Caleb (Domhnall Gleeson) is a code writer for Bluebook, a Google-meets-Facebook-like behemoth and the internet's most utilized search engine. He wins a company-wide contest to spend a week with reclusive CEO Nathan (Oscar Isaac), a billionaire several times over who lives in a distant, subterranean fortress that doubles as his secret research facility. Nervous Caleb wonders why he's there and why he has to sign a confidentiality agreement, but Nathan soon reveals that he wants Nathan to administer the Turing Test--whether an artificial intelligence can engage in human behavior and make human decisions on its own--on an android named Ava (Alicia Vikander). After several interview and observational sessions with Ava, an odd mutual attraction forms, and during periodic power blackouts that Nathan claims were caused by faulty installation but now has too much top-secret research to allow the electricians back in--during which time Nathan loses security camera access to what Ava and Caleb are talking about--Ava secretly warns Caleb "Do not trust Nathan. You can't believe anything he tells you."

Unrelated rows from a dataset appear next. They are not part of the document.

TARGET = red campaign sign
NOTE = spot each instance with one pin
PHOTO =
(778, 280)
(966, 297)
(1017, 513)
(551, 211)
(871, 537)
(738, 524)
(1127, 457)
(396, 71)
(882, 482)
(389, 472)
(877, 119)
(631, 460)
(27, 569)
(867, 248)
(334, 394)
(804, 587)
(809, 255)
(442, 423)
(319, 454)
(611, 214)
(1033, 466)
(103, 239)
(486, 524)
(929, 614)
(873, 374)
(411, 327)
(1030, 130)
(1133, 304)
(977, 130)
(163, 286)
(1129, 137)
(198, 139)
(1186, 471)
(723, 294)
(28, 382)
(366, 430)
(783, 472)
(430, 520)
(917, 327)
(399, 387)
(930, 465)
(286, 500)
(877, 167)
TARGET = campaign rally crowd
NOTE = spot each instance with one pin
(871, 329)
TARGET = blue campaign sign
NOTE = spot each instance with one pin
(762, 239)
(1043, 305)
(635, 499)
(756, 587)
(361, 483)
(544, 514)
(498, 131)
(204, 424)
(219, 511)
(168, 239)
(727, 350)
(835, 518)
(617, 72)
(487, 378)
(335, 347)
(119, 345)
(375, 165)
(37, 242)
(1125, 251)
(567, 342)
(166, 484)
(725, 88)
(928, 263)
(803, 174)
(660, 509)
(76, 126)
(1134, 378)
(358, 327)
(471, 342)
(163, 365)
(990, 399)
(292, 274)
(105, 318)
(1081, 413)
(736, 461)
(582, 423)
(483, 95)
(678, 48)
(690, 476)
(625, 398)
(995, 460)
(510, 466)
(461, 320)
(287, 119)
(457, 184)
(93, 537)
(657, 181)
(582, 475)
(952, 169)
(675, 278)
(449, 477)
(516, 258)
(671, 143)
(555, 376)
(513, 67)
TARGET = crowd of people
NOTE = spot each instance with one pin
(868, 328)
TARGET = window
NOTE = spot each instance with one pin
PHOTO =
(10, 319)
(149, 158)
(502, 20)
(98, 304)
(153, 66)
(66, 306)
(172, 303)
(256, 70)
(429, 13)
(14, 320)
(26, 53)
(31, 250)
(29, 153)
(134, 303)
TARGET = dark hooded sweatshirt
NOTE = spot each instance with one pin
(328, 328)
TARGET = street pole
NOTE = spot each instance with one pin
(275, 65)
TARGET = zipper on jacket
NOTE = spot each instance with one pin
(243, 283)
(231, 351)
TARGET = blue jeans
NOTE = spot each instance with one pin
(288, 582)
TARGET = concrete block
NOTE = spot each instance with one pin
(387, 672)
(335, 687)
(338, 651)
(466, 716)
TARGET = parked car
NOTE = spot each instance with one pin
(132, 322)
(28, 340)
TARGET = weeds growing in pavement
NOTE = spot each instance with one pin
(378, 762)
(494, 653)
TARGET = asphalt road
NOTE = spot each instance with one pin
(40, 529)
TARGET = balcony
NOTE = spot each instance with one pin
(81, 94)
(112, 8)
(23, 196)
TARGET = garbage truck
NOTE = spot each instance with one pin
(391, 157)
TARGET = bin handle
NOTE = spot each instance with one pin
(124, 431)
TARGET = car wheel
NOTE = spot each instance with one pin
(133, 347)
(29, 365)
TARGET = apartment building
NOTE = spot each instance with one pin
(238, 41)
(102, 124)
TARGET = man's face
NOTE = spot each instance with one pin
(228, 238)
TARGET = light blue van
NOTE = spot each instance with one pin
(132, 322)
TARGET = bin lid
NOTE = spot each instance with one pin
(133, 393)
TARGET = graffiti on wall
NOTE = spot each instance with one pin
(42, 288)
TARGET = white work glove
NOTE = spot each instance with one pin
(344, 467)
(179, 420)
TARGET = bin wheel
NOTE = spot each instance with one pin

Roles eventually shift in unpredictable ways, but as heavy-drinking Nathan becomes more erratic, Caleb grows more paranoid about his host's intentions, and Ava begins to exhibit more signs of intelligence and independent thought, the film definitely starts to resemble THE SHINING, with evil Nathan subbing in for Jack Torrance and Caleb and Ava functioning as Wendy and Danny. There's a fourth major character in Nathan's mute Japanese servant and sexual outlet Kyoko (Sonoya Mizuno), who doesn't understand English but clearly has secrets of her own and knows much more than she lets on. But little is at it seems in EX MACHINA, which doles out its plot twists in a restrained, organic fashion rather than ridiculous reveals that negate what's happened prior. Garland engages in some clever misdirection designed to make you think you've got things figured out in a "maybe Caleb isn't the one conducting the Turing Test" sort-of way, but ultimately, he isn't interested in going down that road. It's a near-flawless fusion of intelligent, hard sci-fi and rich, vivid atmosphere that just gets better and more intense as it goes along, though if it ended one scene before it did, it would've been flirting with perfection. All four stars are superb, with Isaac turning in another dynamic performance right on the heels of A MOST VIOLENT YEAR. Shot at the Juvet Landscape Hotel in Valldalen, Norway, with the long hallway shots done at Pinewood Studios in London, EX MACHINA is a remarkable film, intelligently written, visually stunning, and with top-notch android CGI on Vikander, proving that CGI can look good, and doing so on just a $16 million budget. It belongs on that short list of almost trance-inducing modern sci-fi cult classics like BEYOND THE BLACK RAINBOW, UNDER THE SKIN, and the little-seen THE MACHINE, which also deals with AI and a female android named Ava but in an entirely different, post-apocalyptic setting and, it should be noted, lacking an amazing Isaac-Mizuno dance scene.